Who are you, a smoke criminal?
@@amihirata ahahah, no I was just wondering who your channel is meant for, actual lock pickers or ppl who pick locks as a hobby, lol...
@@thesmokecriminal5395 pretty sure pentesting is a legitimate skill that companies pay quite a lot for.
I wondered why you were lying about the size of the circles... If you had said instead that you would give us the answer at the end I might have started doubting.
As for the challenge...
The exact approach would depend on the organisation I was attempting to gain entry to. Visitor, contractor, 3rd party vendor, cleaner, employee from a remote site,...
Looks like spelling is your challenge..
@@kevincarter7102 given that I can't see any spelling errors in my comment I would love for you to please point them out to me.
@@adammorris8112 yu probable eddited it
@@kevincarter7102 I don't remember editing it, but if I did it was within seconds of writing it (and possibly due to Autocorrect switching English for American).
Might I suggest in future that if you don't have something constructive to add, perhaps you shouldn't.
Edited to add this to see if it is marked as edited, and it is. So, no I didn't edit it.
@@kevincarter7102 "yu probable eddited"... That's three mistakes in three words. And you dare say something about other people's spelling... when there are absolutely no mistakes in their text. You are the only one using broken English here.

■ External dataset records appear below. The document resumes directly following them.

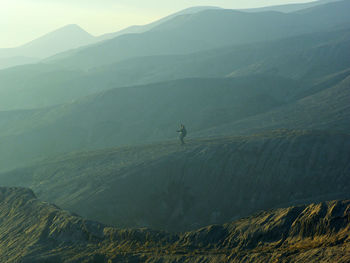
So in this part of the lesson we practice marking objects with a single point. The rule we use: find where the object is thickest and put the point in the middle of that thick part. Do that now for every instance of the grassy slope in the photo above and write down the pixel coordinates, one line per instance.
(33, 231)
(167, 186)
(138, 115)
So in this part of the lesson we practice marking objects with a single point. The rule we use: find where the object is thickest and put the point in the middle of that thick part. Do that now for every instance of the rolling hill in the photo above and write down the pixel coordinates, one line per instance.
(60, 40)
(33, 231)
(149, 113)
(328, 109)
(170, 187)
(309, 58)
(137, 29)
(140, 114)
(207, 30)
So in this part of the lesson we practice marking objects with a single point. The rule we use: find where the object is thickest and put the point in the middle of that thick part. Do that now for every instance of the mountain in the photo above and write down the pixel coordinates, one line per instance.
(33, 231)
(60, 40)
(290, 7)
(15, 61)
(328, 109)
(308, 58)
(144, 28)
(139, 114)
(172, 187)
(150, 113)
(207, 30)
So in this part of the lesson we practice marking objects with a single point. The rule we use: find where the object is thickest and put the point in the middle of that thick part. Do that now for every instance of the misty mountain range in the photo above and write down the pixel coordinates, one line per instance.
(264, 95)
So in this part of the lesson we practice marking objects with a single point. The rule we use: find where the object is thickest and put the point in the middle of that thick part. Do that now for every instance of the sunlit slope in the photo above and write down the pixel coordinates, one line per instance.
(134, 115)
(173, 187)
(206, 30)
(33, 231)
(308, 58)
(60, 40)
(328, 109)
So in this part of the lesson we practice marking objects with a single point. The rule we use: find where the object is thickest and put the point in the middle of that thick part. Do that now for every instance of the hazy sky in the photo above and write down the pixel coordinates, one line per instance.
(24, 20)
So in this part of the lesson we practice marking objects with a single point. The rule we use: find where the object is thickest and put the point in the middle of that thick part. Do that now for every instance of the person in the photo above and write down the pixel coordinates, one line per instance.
(182, 133)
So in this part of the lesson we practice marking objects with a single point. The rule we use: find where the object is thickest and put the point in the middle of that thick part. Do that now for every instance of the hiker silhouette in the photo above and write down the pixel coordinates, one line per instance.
(182, 133)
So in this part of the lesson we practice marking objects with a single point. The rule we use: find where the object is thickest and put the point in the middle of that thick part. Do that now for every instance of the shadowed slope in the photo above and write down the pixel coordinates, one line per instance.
(170, 187)
(33, 231)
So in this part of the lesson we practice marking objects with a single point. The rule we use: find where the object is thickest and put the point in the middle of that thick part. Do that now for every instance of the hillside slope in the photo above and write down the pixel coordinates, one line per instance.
(33, 231)
(308, 58)
(134, 115)
(166, 186)
(328, 109)
(60, 40)
(207, 30)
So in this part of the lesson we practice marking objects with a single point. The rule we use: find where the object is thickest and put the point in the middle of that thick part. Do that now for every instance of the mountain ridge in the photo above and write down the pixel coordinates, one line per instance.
(33, 231)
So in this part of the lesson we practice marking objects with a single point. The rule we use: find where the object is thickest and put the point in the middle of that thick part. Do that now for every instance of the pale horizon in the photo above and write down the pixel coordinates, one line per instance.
(20, 26)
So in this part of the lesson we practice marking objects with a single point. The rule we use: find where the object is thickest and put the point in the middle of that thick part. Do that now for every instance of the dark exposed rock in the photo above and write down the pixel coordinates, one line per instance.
(166, 186)
(33, 231)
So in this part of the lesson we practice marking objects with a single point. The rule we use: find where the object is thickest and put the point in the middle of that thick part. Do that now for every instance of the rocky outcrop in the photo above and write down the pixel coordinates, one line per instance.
(33, 231)
(170, 187)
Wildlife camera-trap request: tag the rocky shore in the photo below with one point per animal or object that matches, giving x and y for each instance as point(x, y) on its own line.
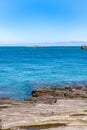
point(48, 109)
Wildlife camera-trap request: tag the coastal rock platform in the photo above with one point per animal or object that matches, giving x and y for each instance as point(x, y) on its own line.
point(45, 112)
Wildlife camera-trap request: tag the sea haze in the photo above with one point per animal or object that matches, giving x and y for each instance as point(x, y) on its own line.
point(23, 69)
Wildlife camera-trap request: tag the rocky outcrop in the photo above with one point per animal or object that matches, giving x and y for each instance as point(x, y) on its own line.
point(22, 115)
point(84, 47)
point(56, 109)
point(64, 93)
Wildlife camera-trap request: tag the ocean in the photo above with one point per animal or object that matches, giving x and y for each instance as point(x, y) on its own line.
point(23, 69)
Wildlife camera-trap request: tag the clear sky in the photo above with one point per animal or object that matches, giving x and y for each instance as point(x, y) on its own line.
point(42, 21)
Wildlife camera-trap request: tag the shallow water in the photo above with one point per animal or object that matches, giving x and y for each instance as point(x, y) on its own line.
point(23, 69)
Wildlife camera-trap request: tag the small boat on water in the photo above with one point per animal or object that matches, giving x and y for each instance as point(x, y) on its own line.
point(84, 47)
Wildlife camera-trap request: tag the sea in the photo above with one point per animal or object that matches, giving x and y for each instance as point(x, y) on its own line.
point(24, 69)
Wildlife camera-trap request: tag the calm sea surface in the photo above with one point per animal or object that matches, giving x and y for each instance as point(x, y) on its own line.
point(23, 69)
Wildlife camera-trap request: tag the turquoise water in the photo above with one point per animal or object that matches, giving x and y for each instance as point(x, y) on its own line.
point(23, 69)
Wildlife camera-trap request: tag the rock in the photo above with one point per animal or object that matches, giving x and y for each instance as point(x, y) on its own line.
point(38, 93)
point(84, 47)
point(43, 100)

First learn English, then check your eyes. And avoid remarking about other people's spelling anyway. Criticizing form over substance is an obvious attempt to appear intelligent while contributing nothing of value, not to mention silencing those less privileged (either for lack of a good education, or because of handicaps such as dyslexia).
Just keep your crass, misplaced elitism to yourself. You will save yourself further embarrassment.